In the late 19th century and early 20th century the Canadian Pacific Railway (CPR) had employed European mountain guides in order to promote use of the railway for tourism and climbing in the Rocky Mountains. Those guides had included Peter Kaufmann and his two half-brothers Christian and Hans, and the Feuz family.

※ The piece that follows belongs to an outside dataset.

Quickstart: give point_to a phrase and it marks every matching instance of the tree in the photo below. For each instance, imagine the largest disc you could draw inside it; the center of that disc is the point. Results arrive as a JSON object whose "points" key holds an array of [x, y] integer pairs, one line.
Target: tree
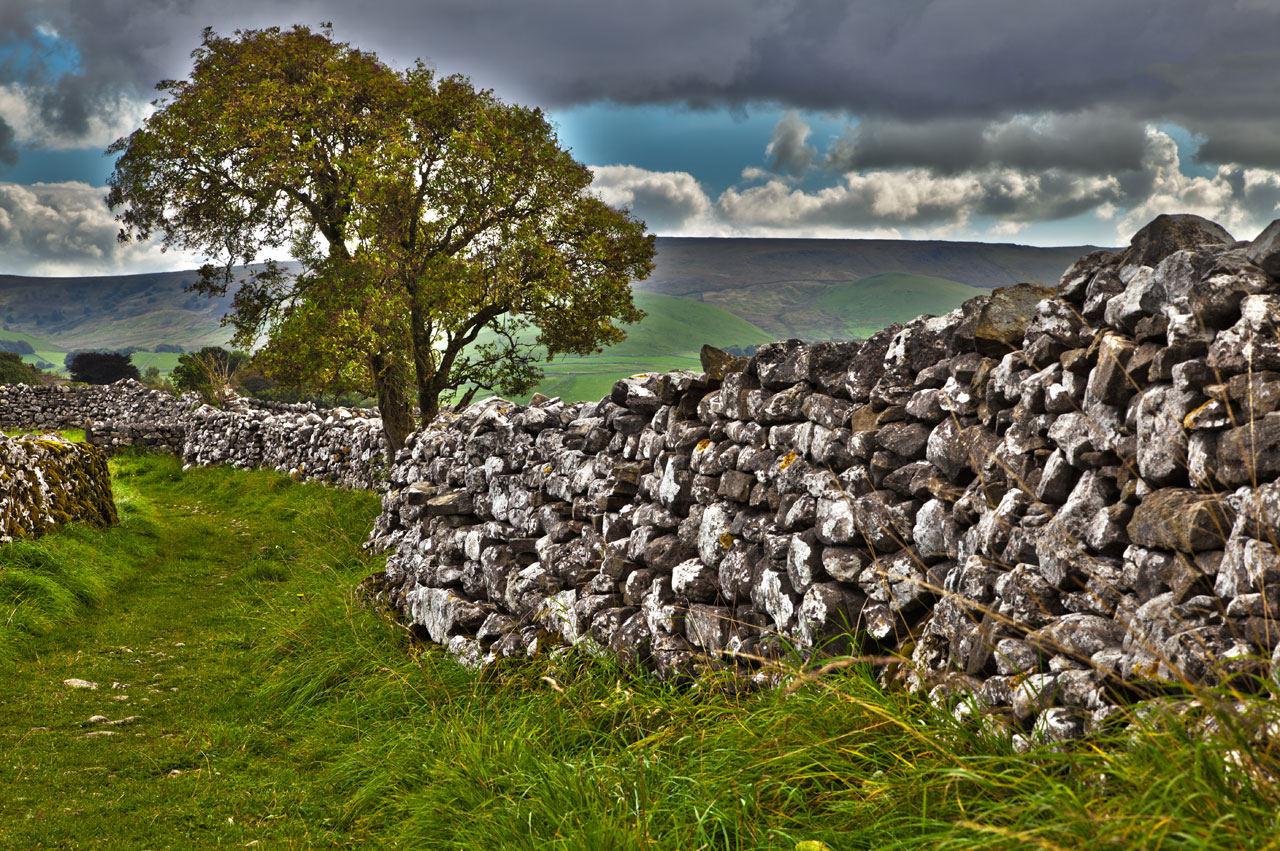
{"points": [[101, 367], [446, 239]]}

In 1925 the Canadian National Railway (CNR) adopted a similar strategy and in 1926 Hans Fuhrer began working in Jasper National Park for the CNR. He was later joined by Heinrich. (Note: In 1925, the guide for a Japanese party who made the first ascent of Mount Alberta was Heinrich Fuhrer, it has been written that "Heinrich Fuhrer, the guide who led the first ascent of Mount Alberta, appears to have come to Canada specifically for this climb. He is not to be confused with another Heinrich Fuhrer, the brother of Hans Fuhrer, who guided in the Jasper area only a few years later".) Hans worked for the CNR until 1932 and then guided independently for several years. One of his regular clients in the 1930s was Henry Hall. Together they were involved in several attempts on Mount Waddington and they made first ascents of several lesser peaks together.

Amongst Fuhrer's other notable first ascents after he left the CNR were Mount Steele, 5073 m, in the Saint Elias Range, the fifth-highest mountain in Canada, (their ascent in 1935 was the "last major successful ascent in the St Elias Mountains that did not employ the assistance of an airplane") and the Fuhrer Arête (or Fuhrer Ridge) on the NW side of Mount Robson in July 1938. Sixty years later it was written that "During the 1920s and '30s three climbs were made in the Canadian Rockies that clearly stand out as being ahead of their time", the first ascent of The Fuhrer Arête by William R. Hainsworth and Howard Carlson, guided by Hans Fuhrer was one of the three.

==Later years==
In later life Fuhrer returned from Canada to US and he retired to Oregon where he died in 1958. Forty years after his death it was written that Fuhrer was "one of the greatest mountain guides of the era."